Op het gebied van grammatica is het verschil tussen eindige en niet-eindige werkwoorden een interessant onderwerp. Wat zijn deze eindige en niet-eindige werkwoorden? In zinnen zijn er verschillende soorten werkwoorden. Eindige en niet-eindige werkwoorden zijn twee van dergelijke categorieën. Eindige werkwoorden staan ook bekend als de belangrijkste werkwoorden van een zin of een zin. Ze hebben een directe relatie tot het onderwerp en moeten geconjugeerd worden in overeenstemming met het onderwerp en de relevante tijd. Een niet-eindig werkwoord heeft echter geen onderwerp en hoeft niet geconjugeerd te worden in overeenstemming met het onderwerp en de relevante tijd. Dit is het belangrijkste verschil tussen een eindig en niet-eindig werkwoord. Dit artikel probeert een breder begrip te geven van de twee termen, terwijl de verschillen worden benadrukt.

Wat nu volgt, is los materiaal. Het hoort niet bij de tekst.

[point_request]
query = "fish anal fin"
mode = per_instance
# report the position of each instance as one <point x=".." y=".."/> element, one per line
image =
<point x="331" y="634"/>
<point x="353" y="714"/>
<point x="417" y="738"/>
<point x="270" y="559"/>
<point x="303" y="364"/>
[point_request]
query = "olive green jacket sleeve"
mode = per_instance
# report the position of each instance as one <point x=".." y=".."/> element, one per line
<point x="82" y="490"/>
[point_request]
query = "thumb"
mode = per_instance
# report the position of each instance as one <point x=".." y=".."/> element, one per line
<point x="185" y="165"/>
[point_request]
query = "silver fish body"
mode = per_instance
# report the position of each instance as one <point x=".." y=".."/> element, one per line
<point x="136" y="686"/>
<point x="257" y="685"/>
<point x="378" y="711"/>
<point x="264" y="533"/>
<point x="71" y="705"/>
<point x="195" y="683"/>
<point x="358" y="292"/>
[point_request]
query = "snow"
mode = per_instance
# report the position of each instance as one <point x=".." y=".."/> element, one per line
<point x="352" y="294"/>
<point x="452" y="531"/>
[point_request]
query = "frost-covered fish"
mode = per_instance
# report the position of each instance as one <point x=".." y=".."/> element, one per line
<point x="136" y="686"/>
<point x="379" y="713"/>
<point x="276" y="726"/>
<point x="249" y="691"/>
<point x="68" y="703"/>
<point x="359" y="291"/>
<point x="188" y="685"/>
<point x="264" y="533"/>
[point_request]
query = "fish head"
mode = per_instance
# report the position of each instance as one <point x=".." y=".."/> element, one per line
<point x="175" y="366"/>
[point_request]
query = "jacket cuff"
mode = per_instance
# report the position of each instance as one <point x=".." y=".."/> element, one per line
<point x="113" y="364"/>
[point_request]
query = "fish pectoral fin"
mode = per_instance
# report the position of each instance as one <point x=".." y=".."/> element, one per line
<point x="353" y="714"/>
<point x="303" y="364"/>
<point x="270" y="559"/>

Zoals hierboven vermeld, heeft een eindig werkwoord een onderwerp en is er direct mee verbonden. Het moet ook worden geconjugeerd in overeenstemming met de relevante tijd en geeft aan of het onderwerp enkelvoud of meervoud is. Deze werkwoorden worden meestal alleen in de tegenwoordige en de verleden tijd gebruikt. Laten we nu eens naar een voorbeeld kijken om te begrijpen wat een eindig werkwoord is.
Zij woont in Londen.
Volgens het bovenstaande voorbeeld is het persoonsgebonden werkwoord 'levens', omdat het het werkwoord 'live s' is dat de actie van het onderwerp beschrijft.
In tegenstelling tot het eindige werkwoord dat direct gerelateerd is aan het onderwerp, hoeft een niet-eindig werkwoord niet te worden gewijzigd in overeenstemming met het onderwerp of de tijd. In de meeste gevallen komen infinitieven, gerunds en deelwoorden in de vorm van niet-eindige werkwoorden en deze kunnen worden gecombineerd met hulp- en modale hulpwerkwoorden. Niet-eindige werkwoorden richten zich niet rechtstreeks op de actie die door het subject wordt uitgevoerd en kunnen ook worden gebruikt als zelfstandige naamwoorden, bijvoeglijke naamwoorden en bijwoorden. Laten we enkele voorbeelden bekijken.
Ze houdt van koken.
In het bovenstaande voorbeeld is koken het niet-eindige werkwoord. In dit geval is het gebruikt als een zelfstandig naamwoord. Deze soorten niet-eindige werkwoorden worden beschouwd als gerunds.
ik wil nu eten.
In het voorbeeld hierboven is het niet-eindige werkwoord eten. Dit worden infinitieven genoemd. (naar + werkwoord)
Niet-eindige werkwoorden kunnen ook in de vorm van deelwoorden komen. In dit geval kunnen ze worden gebruikt als onvoltooid deelwoord of als voltooid deelwoord. Beide worden beschouwd als niet-eindige werkwoorden. Laten we een voorbeeld bekijken.
Ik zag hem over straat lopen.
In het voorbeeld. 'lopen' is een onvoltooid deelwoord dat als een niet-eindig werkwoord kan worden beschouwd. Dit geeft een algemeen begrip van het gebruik van eindige en niet-eindige werkwoorden.
• Een eindig werkwoord kan het hoofdwerkwoord van een zin of een zin zijn.
• Het moet in overeenstemming zijn met het onderwerp in termen van spanning en aantal.
• Een persoonsgebonden werkwoord heeft rechtstreeks te maken met het onderwerp van de zin of de zin.
• Een eindig werkwoord is meestal in de tegenwoordige en verleden tijd.
• Een niet-eindig werkwoord verandert niet in overeenstemming met het onderwerp of de tijd.
• Het is niet direct gerelateerd aan het onderwerp en kan komen in de vorm van een infinitief, gerund of een deelwoord.
• Een niet-eindig werkwoord kan de vorm aannemen van een zelfstandig naamwoord, een bijvoeglijk naamwoord of een bijwoord.